SKILLcard also covers those with supervisory and managerial responsibilities in the building engineering services industry and is also widely used by self-employed and agency workers and those seeking employment in the sector.
Since its launch in 2001, the application and renewal process has been regularly updated and improved so that today it is an online digital exercise and last year the system went fully paperless.
The Engineering Services card was the first CSCS partner to adopt chip enabled ‘smart’ technology in 2015 to improve the process of updating the holder’s qualifications and making it simpler and quicker for site managers to check skills and prevent potential fraud.
BESA fully integrated Site Operating Procedures (SOPs) into its health and safety courses during the COVID-19 emergency and this is now embedded in the SKILLcard application process. Understanding SOPs is a pre-requisite for anyone applying for or updating their SKILLcard so making it a requirement for working on site.
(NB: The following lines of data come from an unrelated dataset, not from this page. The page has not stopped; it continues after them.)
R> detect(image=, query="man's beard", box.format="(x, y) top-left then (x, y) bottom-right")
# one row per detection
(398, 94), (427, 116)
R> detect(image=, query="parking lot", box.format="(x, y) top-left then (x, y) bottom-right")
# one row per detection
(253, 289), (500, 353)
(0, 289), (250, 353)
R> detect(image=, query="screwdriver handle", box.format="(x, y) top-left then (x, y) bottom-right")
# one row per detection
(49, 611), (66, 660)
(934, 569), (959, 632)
At the height of the pandemic, BESA also helped redundant workers by allowing them to apply for and renew SKILLcards free of charge. At the time, BESA chief executive David Frise said that waiving the fees might seem a relatively small gesture, but it represented a significant financial investment by the Association in the future of the sector and its people.
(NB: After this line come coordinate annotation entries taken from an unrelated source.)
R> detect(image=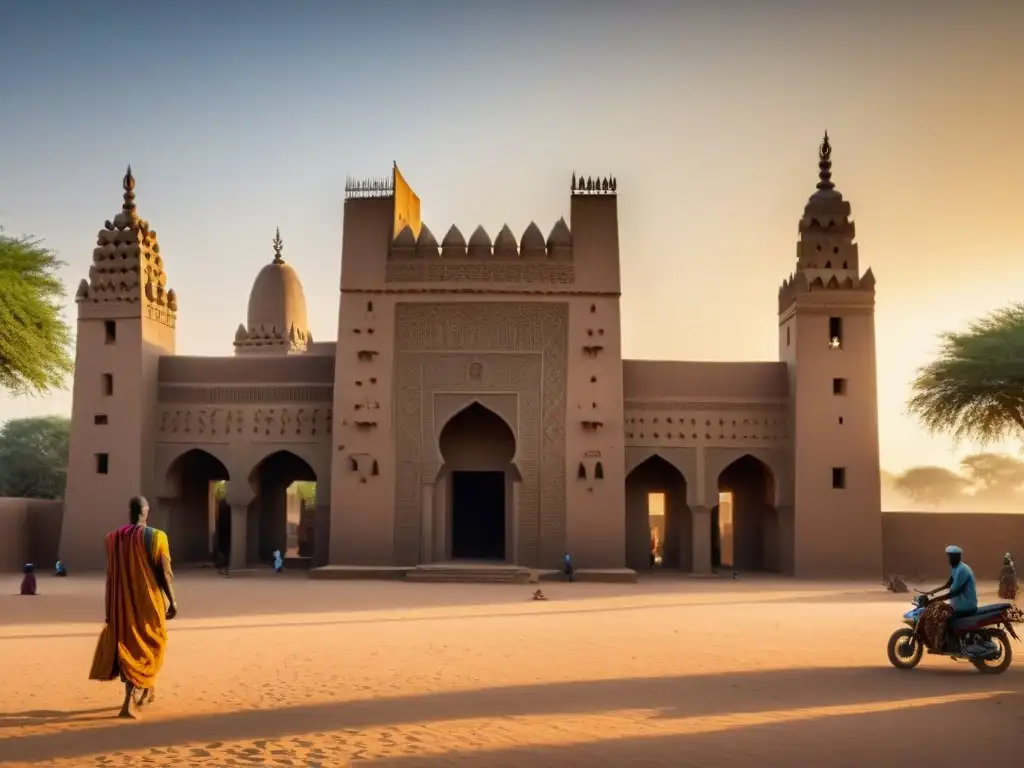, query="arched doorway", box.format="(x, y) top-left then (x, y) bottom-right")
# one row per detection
(247, 451), (316, 565)
(438, 402), (519, 561)
(626, 455), (693, 570)
(167, 449), (230, 562)
(712, 454), (780, 572)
“It is also showed that we are serious about retaining skilled people in our sector and is just one of a number of ways in which the Association is trying to support workers faced with uncertain futures,” he added. “Holding the relevant card is an essential part of finding work, enabling individuals to demonstrate relevant qualifications and experience so their skills can be re-deployed if they have lost their job.”
This year Engineering Services SKILLcard launched an overseas qualifications ‘mapping’ service to help academically qualified persons and skilled workers gain work in the UK in the post-Brexit era. It also launched a special card for engineers with degrees and other higher-level qualifications to give them access to construction sites for work experience.
“The technology surrounding SKILLcard and the processes have changed dramatically in the past 20 years, but the basic intention of the card has remained the same: To support and promote high standards of competence and safety across our industry,” said BESA’s director of certification Rachel Davidson. “We are extremely proud of the role played by our cards in helping workers access sites and in giving employers and clients vital reassurance that the people they employ have the right skills for their project.
“As for the next 20 years, the need to provide evidence of training and qualifications will become even more important. The forthcoming Building Safety Bill will require another step up in competence and compliance. The improvements we have made to the SKILLcard scheme over the years will be crucial in helping our sector meet its long-term commitments.”